Save Support Dollars by Checking Your Memory Dump before Calling Support

 

Hello, I am East with a quick review of what to do with your memory dumps before opening a support case. It's not uncommon for an entity to open a Microsoft support case with the intent of having a dump file examined by the escalation team. In some cases the memory dump is deemed corrupt which ultimately adds expense and additional hours to resolve the case. The purpose of this blog is to show you ways to potentially save money by doing a preliminary 'memory dump check' before opening the support case. This article is targeted at system administrators who don't necessarily spend a great chunk of time in the debugger, but may be tasked with fixing a crashing server.

DUMPCHK

Microsoft provides a free debugging tools package to review memory dumps. After installing the tools, use Dumpchk.exe to validate both kernel and user memory dump files. It's a simple command line tool that doesn't even need the debugger.

The syntax for the command is

 dumpchk [-y <sympath>] <dumpfile>

The -y parameter is used to specify a symbol path and is not always necessary for all dump files, however I recommend using it to show additional information. Simply point it to the Microsoft public symbol store at this path - https://msdl.microsoft.com/download/symbols (note: this link is not accessible through internet browsers).

 

Here's an example -

 

clip_image002

With a user dump you would typically see output like this

clip_image004

Look for the "Finished dump check" message which usually indicates success. It is still possible for other forms of corruption in the dumps however Dumpchk is a great way to rule out obvious problems.

clip_image006

Note that other errors may be listed, some of which are actually benign. For example, the following error message does not represent a problem:

error 3 InitTypeRead( nt!_PEB at 7ffd5000)

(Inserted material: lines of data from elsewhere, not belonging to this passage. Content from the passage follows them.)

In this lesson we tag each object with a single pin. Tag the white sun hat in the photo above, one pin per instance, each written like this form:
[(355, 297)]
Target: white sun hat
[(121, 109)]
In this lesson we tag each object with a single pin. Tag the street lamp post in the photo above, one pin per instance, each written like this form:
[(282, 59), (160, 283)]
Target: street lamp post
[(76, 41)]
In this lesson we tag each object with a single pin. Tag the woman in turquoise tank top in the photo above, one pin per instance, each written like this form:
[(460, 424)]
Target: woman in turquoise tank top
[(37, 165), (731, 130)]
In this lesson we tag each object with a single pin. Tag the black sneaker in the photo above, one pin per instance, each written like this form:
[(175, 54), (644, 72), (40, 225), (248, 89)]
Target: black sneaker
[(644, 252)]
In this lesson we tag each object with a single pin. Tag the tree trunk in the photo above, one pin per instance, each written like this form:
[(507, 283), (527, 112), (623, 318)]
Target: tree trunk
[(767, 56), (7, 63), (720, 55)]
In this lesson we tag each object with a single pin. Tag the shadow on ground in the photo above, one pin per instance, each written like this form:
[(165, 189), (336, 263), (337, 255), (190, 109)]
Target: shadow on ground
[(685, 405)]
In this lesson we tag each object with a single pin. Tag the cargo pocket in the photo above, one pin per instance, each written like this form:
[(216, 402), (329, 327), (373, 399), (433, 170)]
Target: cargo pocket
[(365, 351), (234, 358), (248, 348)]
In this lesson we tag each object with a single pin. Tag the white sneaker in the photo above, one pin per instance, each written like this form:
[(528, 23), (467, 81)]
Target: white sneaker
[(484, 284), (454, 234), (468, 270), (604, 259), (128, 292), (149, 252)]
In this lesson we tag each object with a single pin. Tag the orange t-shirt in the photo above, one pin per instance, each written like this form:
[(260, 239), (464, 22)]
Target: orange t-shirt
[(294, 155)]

As a general rule look for "Finished dump check".

 

 

Validating a Corrupt Dump In the Debugger

In addition to using Dumpchk, I recommend opening the memory dump in the debugger to look for some of the more common problems. Remember we're not actually debugging to determine the root cause of the crash. Instead we're looking for errors to validate the health of the memory dump so you don't waste your time sending us a bad memory dump file. It's easy to open a memory dump in the debugger.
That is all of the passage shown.